Cureus. 2021 Feb 7;13(2):e13192. doi: 10.7759/cureus.13192.
In 2000, "To Err Is Human" brought to light the fact that the estimated number of people dying from medical errors occurring in hospitals exceeded those that die from motor vehicle accidents (MVAs), breast cancer, or acquired immunodeficiency syndrome (AIDS) - three causes receiving far more public attention. The report prompted the gradual adoption of safety processes developed in the nuclear and aviation industries. However, sophisticated engineering solutions to operations are not enough. High and low mortality hospitals have similar processes and procedures, but low-mortality hospitals are more proficient at recognizing and managing serious complications as they unfold. This ability to rescue a deteriorating situation (resilience) reflects a healthier safety culture. Organizations move within the safety space in the direction of either more or less resilience depending on the fluctuation of their safety culture. Improving resilience requires transforming learned safety practices into a "habit" in conjunction with accepting accountability. Personal accountability means commitment to safe practices along with effective and transparent reporting of near misses/close calls and adverse events (AEs). Institutional accountability means putting safety first by ensuring the availability of appropriate resources, role leadership modeling, and effective management of sentinel events (SEs) to reduce harm occurrence and re-occurrence. This requires a more robust root cause analysis (RCA) process to guarantee that action plans produce strong and effective corrective measures. Synergistic coaching interventions include instilling the awareness that failure can and will happen, mapping team talents, and assessing gaps. These interventions will optimize group expertise, reaffirming the concept of institutional and personal accountability. The unending performance of drills will sustain the group resilience under both expected and unexpected conditions. Given the strong correlation between practice environment and outcomes, sustained improvement of the safety climate will produce more robust safety behaviors and ultimately better outcomes.

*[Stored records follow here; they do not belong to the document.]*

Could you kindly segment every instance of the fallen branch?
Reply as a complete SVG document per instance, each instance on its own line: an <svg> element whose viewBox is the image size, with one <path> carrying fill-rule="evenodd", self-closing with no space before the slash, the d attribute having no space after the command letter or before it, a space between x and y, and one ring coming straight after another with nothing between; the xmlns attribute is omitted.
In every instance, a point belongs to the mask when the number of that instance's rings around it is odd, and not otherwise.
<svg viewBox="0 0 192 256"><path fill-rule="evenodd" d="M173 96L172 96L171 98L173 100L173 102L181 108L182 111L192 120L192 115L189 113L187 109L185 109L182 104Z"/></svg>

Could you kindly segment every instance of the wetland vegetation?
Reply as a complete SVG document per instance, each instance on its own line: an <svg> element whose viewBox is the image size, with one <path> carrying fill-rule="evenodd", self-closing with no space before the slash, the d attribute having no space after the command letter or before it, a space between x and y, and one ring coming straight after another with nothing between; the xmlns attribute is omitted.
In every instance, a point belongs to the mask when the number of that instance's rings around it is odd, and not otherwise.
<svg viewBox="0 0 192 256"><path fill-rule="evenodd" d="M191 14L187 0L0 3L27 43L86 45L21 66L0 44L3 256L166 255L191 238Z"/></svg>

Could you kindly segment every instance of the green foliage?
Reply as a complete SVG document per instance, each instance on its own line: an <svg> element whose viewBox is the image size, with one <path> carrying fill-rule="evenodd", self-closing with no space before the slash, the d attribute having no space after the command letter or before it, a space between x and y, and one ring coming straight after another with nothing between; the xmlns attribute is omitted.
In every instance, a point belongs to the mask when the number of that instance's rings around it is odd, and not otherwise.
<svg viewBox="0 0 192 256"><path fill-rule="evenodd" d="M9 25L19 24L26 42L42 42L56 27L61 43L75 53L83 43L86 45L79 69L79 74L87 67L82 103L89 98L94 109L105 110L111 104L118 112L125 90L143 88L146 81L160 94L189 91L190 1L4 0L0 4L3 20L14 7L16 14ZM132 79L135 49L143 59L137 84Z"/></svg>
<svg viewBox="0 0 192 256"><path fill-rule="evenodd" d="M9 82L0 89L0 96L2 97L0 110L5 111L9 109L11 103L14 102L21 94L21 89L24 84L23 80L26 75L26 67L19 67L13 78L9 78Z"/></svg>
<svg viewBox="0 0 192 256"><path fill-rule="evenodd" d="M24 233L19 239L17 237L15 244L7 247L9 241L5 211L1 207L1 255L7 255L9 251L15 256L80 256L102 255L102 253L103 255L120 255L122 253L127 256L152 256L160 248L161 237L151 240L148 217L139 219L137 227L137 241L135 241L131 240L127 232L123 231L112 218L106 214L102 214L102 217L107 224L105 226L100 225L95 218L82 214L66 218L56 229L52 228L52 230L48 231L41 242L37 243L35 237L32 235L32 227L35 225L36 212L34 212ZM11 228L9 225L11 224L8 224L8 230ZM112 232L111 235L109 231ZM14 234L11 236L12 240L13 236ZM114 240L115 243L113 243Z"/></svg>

2000年,《人皆会犯错》揭示了一个事实,即据估计,因医院医疗差错而死亡的人数超过了死于机动车事故、乳腺癌或获得性免疫缺陷综合征(艾滋病)的人数——后三种死因受到公众更多关注。该报告促使医院逐渐采用核工业和航空业所开发的安全流程。然而,仅靠复杂的工程解决方案来应对医疗操作是不够的。死亡率高和低的医院有着相似的流程和程序,但低死亡率医院在严重并发症出现时更善于识别和处理。这种挽救恶化局面的能力(恢复力)反映了一种更健康的安全文化。组织在安全空间内朝着恢复力增强或减弱方向发展,这取决于其安全文化的波动。提高恢复力需要将所学的安全做法转化为一种“习惯”,同时接受问责。个人问责意味着致力于安全做法,并对未遂事件/险情和不良事件(AE)进行有效且透明的报告。机构问责意味着将安全放在首位,确保提供适当资源、发挥领导表率作用,并对警示事件(SE)进行有效管理,以减少伤害的发生和再次发生。这需要一个更强大的根本原因分析(RCA)流程,以确保行动计划能产生有力且有效的纠正措施。协同指导干预措施包括灌输失败可能且将会发生的意识、梳理团队才能以及评估差距。这些干预措施将优化团队专业技能,重申机构和个人问责的理念。持续进行演练将在预期和意外情况下维持团队的恢复力。鉴于实践环境与结果之间存在密切关联,持续改善安全氛围将产生更有力的安全行为,最终带来更好的结果。